Esther Harriet Borough Johnson née George (1866–1958) was a British painter.

==Personal life==
Esther Harriet George was born on 2 April 1866 at Sutton Maddock in Shropshire. Her father was a clergyman, a curate at the time of her birth and later vicar of Pentney, Norfolk. She had a twin sister Lydia. She married the artist Ernest Borough Johnson (1866-1949) in 1903, and thereafter painted under the name Esther Borough Johnson. She died on 28 October 1958, aged 92, in a nursing home in Worcester Park, Surrey.

==Painting career==
Borough Johnson studied at Birmingham School of Art, Chelsea Art School and at Hubert von Herkomer's School of Art in Bushey.
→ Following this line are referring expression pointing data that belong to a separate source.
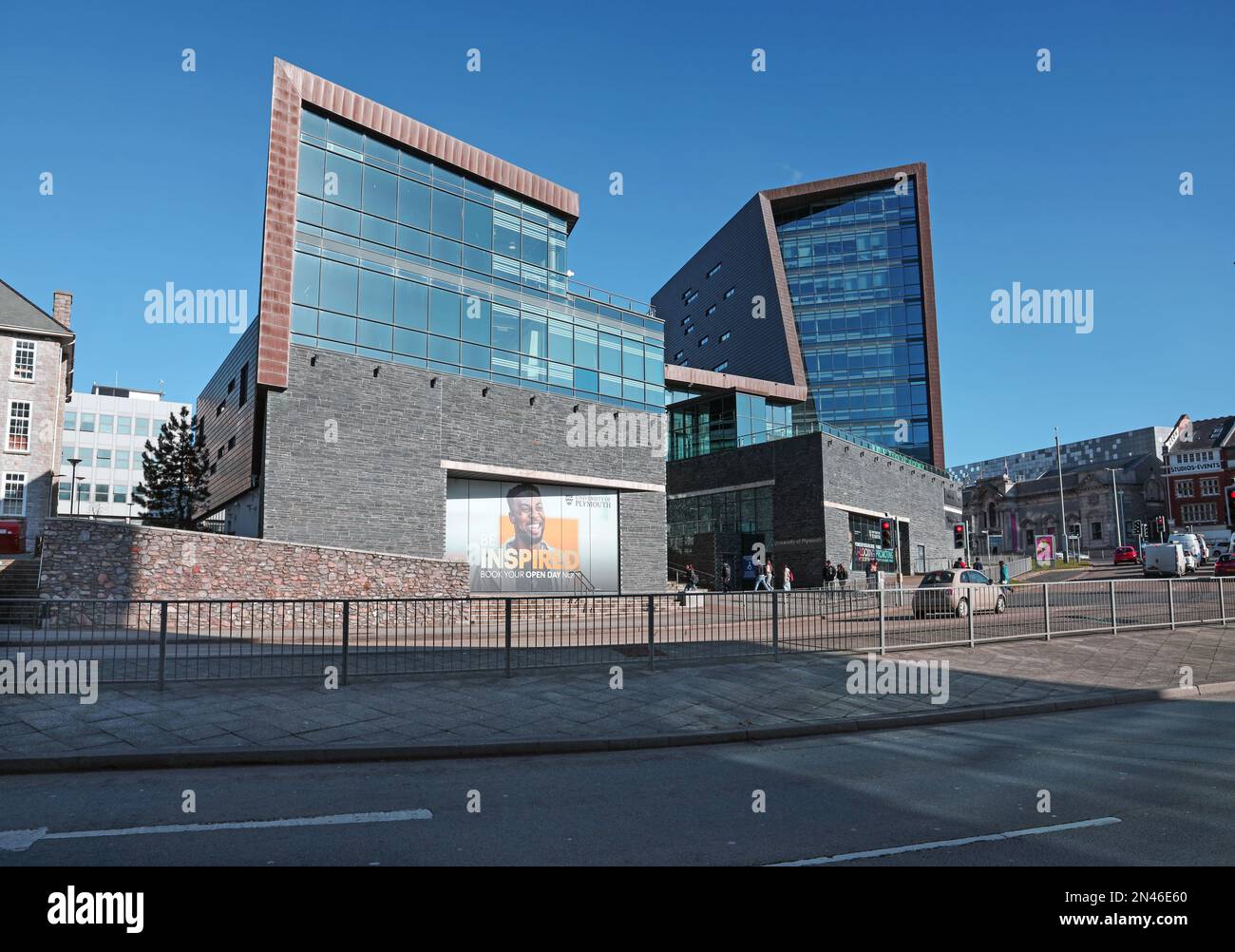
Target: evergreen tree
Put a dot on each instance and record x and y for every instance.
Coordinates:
(174, 473)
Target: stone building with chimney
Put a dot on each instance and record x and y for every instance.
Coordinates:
(36, 379)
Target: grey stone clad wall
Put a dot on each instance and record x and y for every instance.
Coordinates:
(104, 560)
(869, 481)
(811, 469)
(354, 460)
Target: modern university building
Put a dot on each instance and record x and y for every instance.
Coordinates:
(421, 357)
(803, 371)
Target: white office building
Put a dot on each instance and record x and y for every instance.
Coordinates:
(106, 429)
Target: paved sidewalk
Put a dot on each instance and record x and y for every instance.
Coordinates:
(579, 704)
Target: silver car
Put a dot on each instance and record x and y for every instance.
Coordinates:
(959, 592)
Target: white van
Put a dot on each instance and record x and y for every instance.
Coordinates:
(1190, 543)
(1165, 559)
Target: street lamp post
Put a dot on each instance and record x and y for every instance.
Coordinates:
(1063, 515)
(75, 462)
(1114, 495)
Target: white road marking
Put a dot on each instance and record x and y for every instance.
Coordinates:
(946, 844)
(19, 840)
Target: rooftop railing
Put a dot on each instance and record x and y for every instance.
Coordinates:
(801, 428)
(579, 289)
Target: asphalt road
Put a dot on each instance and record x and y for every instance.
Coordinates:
(1164, 771)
During her career she exhibited paintings at the Royal Academy in London, with the Royal Institute of Painters in Watercolours, the Royal Institute of Oil Painters and with the Women's International Art Club. Her works are held in collections including Brighton and Hove Museums and Art Galleries, Bushey Museum and Art Gallery and The Box, Plymouth.

She wrote The technique of flower painting in oil, water-colour, and pastel, published by Pitman (1931), and the introduction to a 1907 Drawings of Michael Angelo published by Newnes.